# Buck Tussle



## rip18 (Nov 16, 2005)

I went up to Cades Cove (Great Smoky Mountains National Park) a couple of weeks ago.  Saw 4 different fight sequences.  This is one of the better pics I got of two bucks fighting.  These two weren't serious, they were just sparring.


----------



## jasonmiddlebrooks (Nov 16, 2005)

very nice picture.   

That place is eat up with deer up there.  Everytime I have been there I always see plenty of deer.


----------



## Trizey (Nov 16, 2005)

That's a great picture, I would have love to watch them.


----------



## UGAalum13 (Nov 16, 2005)

Great pic!  That rascal on the right has some heavy horns!


----------



## fulldraw74 (Nov 16, 2005)

great pic...


----------



## SmokyMtnSmoke (Nov 16, 2005)

I sure would like to find those sheds!


----------



## dutchman (Nov 16, 2005)

I wish I could have seen that in person.

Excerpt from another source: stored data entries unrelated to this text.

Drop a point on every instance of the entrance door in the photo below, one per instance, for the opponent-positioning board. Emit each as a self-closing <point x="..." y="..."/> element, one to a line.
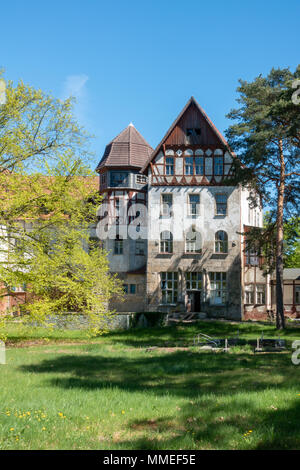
<point x="195" y="299"/>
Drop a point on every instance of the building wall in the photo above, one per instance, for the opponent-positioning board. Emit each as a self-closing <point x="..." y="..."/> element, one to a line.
<point x="207" y="223"/>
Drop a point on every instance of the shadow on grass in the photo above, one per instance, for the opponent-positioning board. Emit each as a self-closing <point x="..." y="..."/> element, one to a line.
<point x="183" y="335"/>
<point x="202" y="379"/>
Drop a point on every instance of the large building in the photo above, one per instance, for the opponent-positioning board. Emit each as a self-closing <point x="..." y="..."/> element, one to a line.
<point x="174" y="229"/>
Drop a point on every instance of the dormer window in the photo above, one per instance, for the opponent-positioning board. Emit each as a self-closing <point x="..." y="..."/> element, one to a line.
<point x="169" y="166"/>
<point x="119" y="178"/>
<point x="141" y="179"/>
<point x="192" y="134"/>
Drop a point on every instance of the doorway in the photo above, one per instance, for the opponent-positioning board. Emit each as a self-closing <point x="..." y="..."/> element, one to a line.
<point x="195" y="299"/>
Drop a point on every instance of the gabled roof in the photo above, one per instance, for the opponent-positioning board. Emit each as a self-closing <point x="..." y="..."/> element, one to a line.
<point x="206" y="118"/>
<point x="129" y="148"/>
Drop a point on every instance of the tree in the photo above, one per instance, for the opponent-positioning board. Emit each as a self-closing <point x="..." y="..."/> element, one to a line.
<point x="292" y="243"/>
<point x="48" y="213"/>
<point x="266" y="136"/>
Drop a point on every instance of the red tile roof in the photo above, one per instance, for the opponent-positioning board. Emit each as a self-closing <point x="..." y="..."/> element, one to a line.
<point x="129" y="148"/>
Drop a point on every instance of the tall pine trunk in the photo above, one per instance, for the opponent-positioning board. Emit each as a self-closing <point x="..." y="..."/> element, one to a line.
<point x="280" y="320"/>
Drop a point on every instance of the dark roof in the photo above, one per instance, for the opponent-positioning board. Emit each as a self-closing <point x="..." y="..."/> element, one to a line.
<point x="203" y="113"/>
<point x="291" y="273"/>
<point x="129" y="148"/>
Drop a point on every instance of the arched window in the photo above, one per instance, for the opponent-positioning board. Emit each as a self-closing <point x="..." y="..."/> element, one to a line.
<point x="166" y="242"/>
<point x="221" y="242"/>
<point x="118" y="245"/>
<point x="193" y="242"/>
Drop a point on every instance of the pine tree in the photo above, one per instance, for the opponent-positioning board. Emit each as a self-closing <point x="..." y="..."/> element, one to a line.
<point x="266" y="137"/>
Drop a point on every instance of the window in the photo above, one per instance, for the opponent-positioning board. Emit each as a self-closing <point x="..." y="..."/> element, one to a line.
<point x="193" y="241"/>
<point x="193" y="281"/>
<point x="132" y="288"/>
<point x="129" y="288"/>
<point x="260" y="294"/>
<point x="166" y="242"/>
<point x="141" y="179"/>
<point x="117" y="204"/>
<point x="252" y="255"/>
<point x="218" y="288"/>
<point x="221" y="242"/>
<point x="118" y="179"/>
<point x="192" y="134"/>
<point x="103" y="178"/>
<point x="249" y="294"/>
<point x="169" y="287"/>
<point x="93" y="243"/>
<point x="166" y="201"/>
<point x="221" y="204"/>
<point x="169" y="165"/>
<point x="139" y="247"/>
<point x="188" y="168"/>
<point x="118" y="246"/>
<point x="194" y="204"/>
<point x="199" y="166"/>
<point x="218" y="166"/>
<point x="297" y="295"/>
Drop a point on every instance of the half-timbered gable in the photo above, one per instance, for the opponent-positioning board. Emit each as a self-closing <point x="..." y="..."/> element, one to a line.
<point x="193" y="152"/>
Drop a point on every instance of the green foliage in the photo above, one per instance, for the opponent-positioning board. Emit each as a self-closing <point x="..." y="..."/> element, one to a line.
<point x="267" y="116"/>
<point x="292" y="243"/>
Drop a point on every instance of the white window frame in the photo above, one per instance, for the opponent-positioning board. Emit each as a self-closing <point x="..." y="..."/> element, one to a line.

Great photo!


----------



## striper commander (Nov 16, 2005)

I got a pic of the big 8 in velvet at the end of august. I wish that i owned all of that land up there.


----------



## DSGB (Nov 17, 2005)

Cool picture! Where was that big boy when I was there in September? I think I have a picture of the smaller buck. Is this the same buck?


----------



## rip18 (Nov 17, 2005)

DSGB-

Sure seems to have the same antler configuration...


----------



## DSGB (Nov 17, 2005)

I changed the picture in my last post so you could get a better view of the rack. They sure do look similar, although it's kinda hard to be sure, considering they're taken from opposite sides.


----------